Plotted on paper, isolated points of memory-data grow toward each
other, tracing a curve that was once impossible.

Fred Osuna on Darkroom Tech, from Week #23 – Long lines

A non-specific theme such as ‘long lines’ can bounce around in one’s brain for days or weeks generating ideas before one of them becomes the most distinct of the lot. The immediate thought of an endless queue of people was the first to come to my mind. Then there was the only slightly less obvious visual image of snaking traffic. A shaft of light. The barrel of a gun. An unnerving stream of forced patience.

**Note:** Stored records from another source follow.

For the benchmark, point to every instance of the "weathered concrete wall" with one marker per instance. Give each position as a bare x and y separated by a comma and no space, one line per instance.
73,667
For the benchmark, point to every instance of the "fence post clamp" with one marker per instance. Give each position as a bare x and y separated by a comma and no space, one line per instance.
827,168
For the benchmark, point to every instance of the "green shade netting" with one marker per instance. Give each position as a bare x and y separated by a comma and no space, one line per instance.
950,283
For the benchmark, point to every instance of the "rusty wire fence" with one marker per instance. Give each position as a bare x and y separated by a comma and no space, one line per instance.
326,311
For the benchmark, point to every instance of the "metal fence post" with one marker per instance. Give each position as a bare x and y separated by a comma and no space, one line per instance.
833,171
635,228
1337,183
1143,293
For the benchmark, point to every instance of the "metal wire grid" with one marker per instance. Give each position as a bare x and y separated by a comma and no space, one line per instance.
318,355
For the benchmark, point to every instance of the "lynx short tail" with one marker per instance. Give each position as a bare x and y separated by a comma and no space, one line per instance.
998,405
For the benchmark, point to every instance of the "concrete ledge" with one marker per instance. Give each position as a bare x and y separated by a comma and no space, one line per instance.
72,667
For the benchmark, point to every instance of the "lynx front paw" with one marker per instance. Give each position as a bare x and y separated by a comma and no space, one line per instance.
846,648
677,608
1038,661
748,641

While writing “Darkroom Tech,” I incorporated all of these concepts that the prompt ‘long lines’ had planted in my thoughts, and I wrapped them around a character who seemed to me to be the personification of a lit and inevitably explosive fuse – another ‘long line’ image.

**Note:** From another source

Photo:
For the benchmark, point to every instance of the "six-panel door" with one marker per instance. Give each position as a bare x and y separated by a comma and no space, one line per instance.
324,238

I was thinking of this process at midnight this morning while standing behind thirty other people at Wal-Mart, waiting to buy my nephew a PlayStation bowling game for Christmas. The line behind me stretched into the aisle from the electronics department, past sporting goods and their specials on fishing rods and reels, around the women’s undergarments section (advertising shapely girdles), almost reaching the car detailing garage where they paint those sharp thin white borders on Camaros. Some guy tried to cut in front of me in a manic rush, snorting and wiping his coked face repeatedly. I noticed his shoelaces trailing behind him, the aglets click clacking on the striped linoleum tiles. His veins ran visibly up his forearm…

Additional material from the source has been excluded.